# Info on Henley on Thames



## Bob45 (Jan 22, 2007)

Anyone know it there is a bus service into Henley from the Caravan Club site. We aim to stay there and travel into London by train.
Is this a go?
Thanks
Bob


----------



## rogerblack (May 1, 2005)

Bob45 said:


> Anyone know it there is a bus service into Henley from the Caravan Club site. We aim to stay there and travel into London by train.
> Is this a go?
> Thanks
> Bob


Hi, Bob

There is a bus service but it's only a 20-25 minutes walk into town anyway.

Swiss Farm is also a very nice site and is about 10 minutes nearer town on foot.
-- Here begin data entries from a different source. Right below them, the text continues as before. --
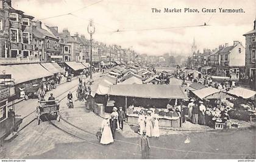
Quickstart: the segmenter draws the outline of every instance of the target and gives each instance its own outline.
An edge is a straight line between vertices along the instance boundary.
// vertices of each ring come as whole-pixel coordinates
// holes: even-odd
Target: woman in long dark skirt
[[[192,122],[194,124],[198,124],[198,114],[199,113],[199,108],[197,104],[193,107],[192,109]]]

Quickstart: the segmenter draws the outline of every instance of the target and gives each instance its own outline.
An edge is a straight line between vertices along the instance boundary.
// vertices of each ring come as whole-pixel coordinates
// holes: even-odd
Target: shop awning
[[[89,63],[82,62],[81,63],[84,66],[85,66],[86,68],[90,68],[90,63]]]
[[[210,66],[204,66],[202,68],[202,69],[205,69],[205,70],[208,70],[210,69],[212,69],[212,68]]]
[[[196,96],[199,97],[201,99],[205,98],[206,97],[212,95],[216,93],[220,92],[219,90],[212,88],[207,87],[194,91],[192,91]]]
[[[60,72],[51,63],[41,63],[41,65],[52,74]]]
[[[249,99],[256,94],[256,92],[241,87],[236,87],[227,92],[227,93],[241,97],[244,99]]]
[[[62,55],[51,55],[51,58],[63,58]]]
[[[65,70],[57,63],[52,63],[52,64],[56,69],[59,70],[60,72],[65,72]]]
[[[85,66],[81,63],[77,63],[75,62],[65,62],[68,66],[72,68],[74,71],[84,69]]]
[[[113,85],[108,94],[151,99],[187,99],[180,86],[166,85]]]
[[[15,84],[53,75],[39,63],[0,66],[0,71],[3,70],[7,74],[12,74]]]

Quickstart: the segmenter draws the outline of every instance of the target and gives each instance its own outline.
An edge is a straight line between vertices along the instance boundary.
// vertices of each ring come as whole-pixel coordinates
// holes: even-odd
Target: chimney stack
[[[57,32],[59,33],[59,27],[57,26],[52,26],[52,27]]]
[[[237,44],[239,44],[239,41],[234,41],[234,44],[233,44],[233,46],[236,46]]]

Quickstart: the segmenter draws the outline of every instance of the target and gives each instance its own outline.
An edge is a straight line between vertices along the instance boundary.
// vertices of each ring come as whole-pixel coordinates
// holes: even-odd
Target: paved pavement
[[[59,91],[65,91],[77,82],[63,84]],[[30,102],[21,108],[34,109]],[[113,144],[102,146],[94,135],[102,119],[86,110],[83,102],[76,101],[73,109],[67,108],[67,102],[65,99],[60,103],[62,116],[84,131],[62,119],[52,122],[66,133],[47,121],[39,125],[34,121],[4,144],[0,158],[140,158],[139,136],[134,127],[125,125],[123,132],[116,132]],[[190,143],[185,144],[187,137]],[[150,138],[151,158],[255,158],[255,129],[204,133],[162,130],[159,138]]]

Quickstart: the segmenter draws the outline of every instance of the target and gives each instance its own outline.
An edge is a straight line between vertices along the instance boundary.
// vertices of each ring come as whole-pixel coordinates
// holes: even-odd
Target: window
[[[29,33],[26,33],[26,32],[23,33],[23,43],[29,44]]]
[[[29,51],[23,51],[23,58],[29,57]]]
[[[10,13],[10,20],[13,21],[17,21],[18,15],[16,13]]]
[[[20,43],[21,43],[21,30],[18,30],[19,34],[18,35],[18,38]]]
[[[10,40],[12,42],[18,42],[18,29],[10,29]]]
[[[64,47],[64,52],[68,52],[68,47]]]
[[[46,46],[47,48],[50,48],[50,42],[49,41],[49,40],[47,41]]]
[[[255,50],[252,50],[252,62],[254,63],[255,62]]]
[[[2,20],[0,19],[0,31],[2,31]]]
[[[19,23],[21,23],[21,15],[18,15],[18,21]]]
[[[29,25],[29,19],[28,18],[23,18],[22,19],[22,24],[24,26]]]
[[[252,36],[252,42],[255,42],[255,36]]]
[[[18,50],[16,49],[11,49],[11,57],[16,58],[18,56]]]
[[[33,40],[32,40],[32,33],[29,33],[29,44],[33,44]]]

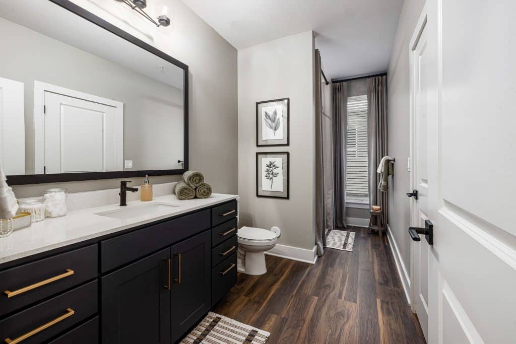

It has bus stops right outside the gate.

http://www.swissfarmcamping.co.uk/

Although we are Caravan Club members we generally use Swiss Farm when we stay in Henley-on-Thames.

In case you're not already aware, change at Twyford for direct trains to London.


----------



## camallison (Jul 15, 2009)

Another vote here for Swiss Farm - beautiful site and nearer to town.

Colin


----------



## bognormike (May 10, 2005)

ditto, and quieter than the CC site, further away from the road.


and it is an easy-ish walk into town, or cylce. follow the one way system down to the river, go across the road that comes off the bridge, and follow along veering right away from the river and you should get to the station.


----------



## CliveMott (Mar 10, 2008)

Or hire a boat from Hobbs and Sons and toodle down the river!

C.


----------



## Grizzly (May 9, 2005)

Bob: this is a handy site for sussing out transport before you decide on any campsite in UK:

http://traveline.info/

G


----------



## billym (Dec 17, 2005)

Get the 850 arriva from more or less outside either site to Twyford. Easy. There is about 3 an hour, from memory last one back is about 8pm. trains to Paddington every 15 mins or so.


----------



## drcotts (Feb 23, 2006)

Its only 15mins if that walk from the CC site to the towm


----------



## Bob45 (Jan 22, 2007)

Big thanks to everyone.

Bob


----------